これからもっと彪斗のこと知っていけばいいよ。
って言うか、明日から嫌でも知っていくことになると思う。
だって、優羽ちゃんはもう私たち生徒会の仲間だもん」
仲間…
聞き慣れない言葉に、胸がとくんと鳴る。
そして、なんだかすっごくうれしくなって…
「『仲間』って、なんかすごくうれしい」
わたしは仲良くなったばかりのお友達、寧音ちゃんに笑顔をこぼした。
すると寧音ちゃんも、
「あーん!もう優羽ちゃん笑った顔もちょーサイコー!!
優羽ちゃんこそ、生徒会にふさわしいよ!
改めて、よろしくね!」
と、テレビの前で憧れた、満点スマイルをわたしにくれた。
「そうだ!優羽ちゃんお風呂に入る途中だったよね!」
「うん。
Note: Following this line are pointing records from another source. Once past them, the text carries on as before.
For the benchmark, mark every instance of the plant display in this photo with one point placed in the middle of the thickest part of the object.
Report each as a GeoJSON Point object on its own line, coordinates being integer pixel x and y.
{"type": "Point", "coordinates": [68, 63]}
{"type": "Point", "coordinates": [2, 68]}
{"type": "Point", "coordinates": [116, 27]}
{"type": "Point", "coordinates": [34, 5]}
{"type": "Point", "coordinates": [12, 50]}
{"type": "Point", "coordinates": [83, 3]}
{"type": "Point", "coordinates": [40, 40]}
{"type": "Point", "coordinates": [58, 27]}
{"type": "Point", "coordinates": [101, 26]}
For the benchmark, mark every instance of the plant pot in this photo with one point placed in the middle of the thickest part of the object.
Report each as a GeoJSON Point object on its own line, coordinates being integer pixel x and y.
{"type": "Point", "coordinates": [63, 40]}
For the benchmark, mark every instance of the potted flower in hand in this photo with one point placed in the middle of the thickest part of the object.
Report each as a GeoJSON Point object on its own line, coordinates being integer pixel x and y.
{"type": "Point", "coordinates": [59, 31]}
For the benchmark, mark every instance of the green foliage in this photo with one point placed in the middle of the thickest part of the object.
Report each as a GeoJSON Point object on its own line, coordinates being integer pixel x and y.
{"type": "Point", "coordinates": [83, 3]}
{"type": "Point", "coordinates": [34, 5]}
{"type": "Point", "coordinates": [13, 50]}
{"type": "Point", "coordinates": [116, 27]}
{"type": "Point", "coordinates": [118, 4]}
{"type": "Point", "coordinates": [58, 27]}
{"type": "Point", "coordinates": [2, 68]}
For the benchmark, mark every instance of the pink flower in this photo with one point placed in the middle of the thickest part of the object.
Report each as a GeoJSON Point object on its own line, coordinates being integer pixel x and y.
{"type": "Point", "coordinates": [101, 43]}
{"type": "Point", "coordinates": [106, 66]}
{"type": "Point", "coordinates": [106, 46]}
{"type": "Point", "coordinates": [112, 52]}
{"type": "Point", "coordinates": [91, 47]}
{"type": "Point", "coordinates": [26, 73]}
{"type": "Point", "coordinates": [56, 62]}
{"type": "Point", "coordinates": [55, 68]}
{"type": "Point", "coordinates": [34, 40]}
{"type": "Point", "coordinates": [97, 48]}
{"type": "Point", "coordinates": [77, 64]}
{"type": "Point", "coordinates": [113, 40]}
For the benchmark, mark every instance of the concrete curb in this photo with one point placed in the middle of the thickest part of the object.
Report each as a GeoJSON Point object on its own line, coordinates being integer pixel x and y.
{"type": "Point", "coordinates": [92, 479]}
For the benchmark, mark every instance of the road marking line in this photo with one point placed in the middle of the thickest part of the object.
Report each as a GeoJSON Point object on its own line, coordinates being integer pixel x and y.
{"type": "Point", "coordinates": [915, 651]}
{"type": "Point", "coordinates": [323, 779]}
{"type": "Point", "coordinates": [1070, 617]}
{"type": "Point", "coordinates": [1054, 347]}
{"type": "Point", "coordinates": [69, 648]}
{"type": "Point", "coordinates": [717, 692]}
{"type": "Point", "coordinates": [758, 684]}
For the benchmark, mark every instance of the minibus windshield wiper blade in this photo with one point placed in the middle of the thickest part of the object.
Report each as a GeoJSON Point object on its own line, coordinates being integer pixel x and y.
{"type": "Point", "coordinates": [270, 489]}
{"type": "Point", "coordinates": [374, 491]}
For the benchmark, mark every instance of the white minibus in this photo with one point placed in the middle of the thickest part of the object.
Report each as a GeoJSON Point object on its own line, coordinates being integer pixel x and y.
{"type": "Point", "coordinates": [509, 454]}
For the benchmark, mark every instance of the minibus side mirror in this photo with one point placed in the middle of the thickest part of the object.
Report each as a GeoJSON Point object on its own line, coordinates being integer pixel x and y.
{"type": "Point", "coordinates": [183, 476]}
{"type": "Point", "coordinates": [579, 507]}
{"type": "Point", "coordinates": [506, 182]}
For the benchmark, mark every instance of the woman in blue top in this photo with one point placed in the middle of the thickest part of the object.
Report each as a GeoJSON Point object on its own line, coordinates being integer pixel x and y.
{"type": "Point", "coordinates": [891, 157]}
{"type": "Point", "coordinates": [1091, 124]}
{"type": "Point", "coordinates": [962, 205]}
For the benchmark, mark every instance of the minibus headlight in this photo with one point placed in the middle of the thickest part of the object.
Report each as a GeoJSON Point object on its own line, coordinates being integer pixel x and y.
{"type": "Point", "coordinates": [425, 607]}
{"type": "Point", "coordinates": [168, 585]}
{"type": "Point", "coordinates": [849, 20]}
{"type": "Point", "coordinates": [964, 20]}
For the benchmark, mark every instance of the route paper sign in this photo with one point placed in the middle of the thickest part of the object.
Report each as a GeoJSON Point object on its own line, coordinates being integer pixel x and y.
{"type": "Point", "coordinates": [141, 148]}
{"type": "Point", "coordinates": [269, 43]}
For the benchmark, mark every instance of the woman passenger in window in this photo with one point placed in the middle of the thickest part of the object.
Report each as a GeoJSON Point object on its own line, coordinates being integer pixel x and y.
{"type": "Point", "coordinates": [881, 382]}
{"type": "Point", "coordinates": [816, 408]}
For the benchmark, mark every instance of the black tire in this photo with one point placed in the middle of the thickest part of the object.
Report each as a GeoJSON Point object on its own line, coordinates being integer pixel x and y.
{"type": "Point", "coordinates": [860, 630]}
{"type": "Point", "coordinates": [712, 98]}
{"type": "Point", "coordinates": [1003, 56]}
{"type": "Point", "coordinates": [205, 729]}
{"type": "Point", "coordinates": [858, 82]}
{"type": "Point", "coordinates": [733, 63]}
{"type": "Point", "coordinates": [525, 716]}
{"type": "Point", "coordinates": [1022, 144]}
でもね洗顔忘れちゃって…」
「まかせて!私色々持ってるから、おすすめなのあげるよ!
えっと、優羽ちゃんはお肌とか弱い方?」
「うーんとねー…」
…なんて、女の子トークで盛り上がって、結局、お風呂に入ったのは一時間後だった。
お姫様が入るような金細工が施されたバスタブにつかりながら、
わたしは彪斗くんのことと明日からの生活を考えて、ちょっとのぼせてしまった。